CHOPPED SALAD VINAIGRETTE
1/2 C. olive oil
1/3 C. balsamic vinegar or red wine vinegar 4 garlic cloves, minced
1 tsp. chili powder
1 head romaine lettuce, torn into bite-size pieces
2 Belgian endive heads, thinly sliced
3 celery stalks, chopped 1 small onion, chopped
1 large tomato, chopped
1 cucumber, peeled, seeded, chopped
Whisk oil and vinegar to blend in small bowl. Whisk in garlic and chili powder. Season dressing to taste with salt & pepper. Can be refrigerated before use.
Combine lettuce, endive, celery, onion, tomato and cucumber in large bowl. Toss salad with enough dressing to season to taste.
ITALIAN DRESSING
1/2 C. olive oil
5 Tbsp. white wine vinegar 1 Tbsp. mayonnaise
1 Tbsp. sugar
1 1/2 tsp. dried oregano
1 garlic clove, finely grated (The secret is the sugar!)
Whisk oil, vinegar, mayonnaise, sugar, oregano and garlic in a small bowl. Season with salt & pepper. E-Z-P-Z.
CORN & FETA GUACAMOLE
Mash 3 peeled and pitted avocados in a bowl. Fold in a ¾ C. thawed frozen fire-roasted corn., ½ C. crumbled Feta, 2 Tbsp. lime juice and ½ tsp. each kosher salt and black pepper. Makes 2 cups. Ready for any chip you choose.

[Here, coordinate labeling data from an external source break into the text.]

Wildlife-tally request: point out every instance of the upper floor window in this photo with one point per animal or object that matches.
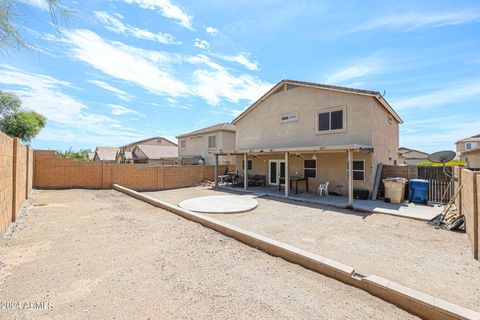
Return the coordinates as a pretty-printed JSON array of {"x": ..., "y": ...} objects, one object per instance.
[
  {"x": 212, "y": 142},
  {"x": 289, "y": 117},
  {"x": 331, "y": 121}
]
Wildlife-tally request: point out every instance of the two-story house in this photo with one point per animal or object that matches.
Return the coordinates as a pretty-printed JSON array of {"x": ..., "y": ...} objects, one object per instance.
[
  {"x": 158, "y": 145},
  {"x": 300, "y": 129},
  {"x": 409, "y": 156},
  {"x": 468, "y": 150},
  {"x": 199, "y": 146}
]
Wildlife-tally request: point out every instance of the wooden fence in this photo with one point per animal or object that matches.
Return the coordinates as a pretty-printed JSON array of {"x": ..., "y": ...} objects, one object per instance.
[{"x": 53, "y": 172}]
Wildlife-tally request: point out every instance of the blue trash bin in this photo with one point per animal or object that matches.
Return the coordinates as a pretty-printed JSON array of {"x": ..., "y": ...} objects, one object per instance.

CHIPOTLE & BLACK BEAN GUACAMOLE
In a bowl mash 3 peeled and pitted avocados. Fold in a ½ C. drained and rinsed black beans, 1/3 C. chopped cilantro, 2 seeded and diced chipotles in adobo, 2 Tbsp. lime juice, 1 tsp. adobo sauce and ¾ kosher salt. Get those chips ready!!!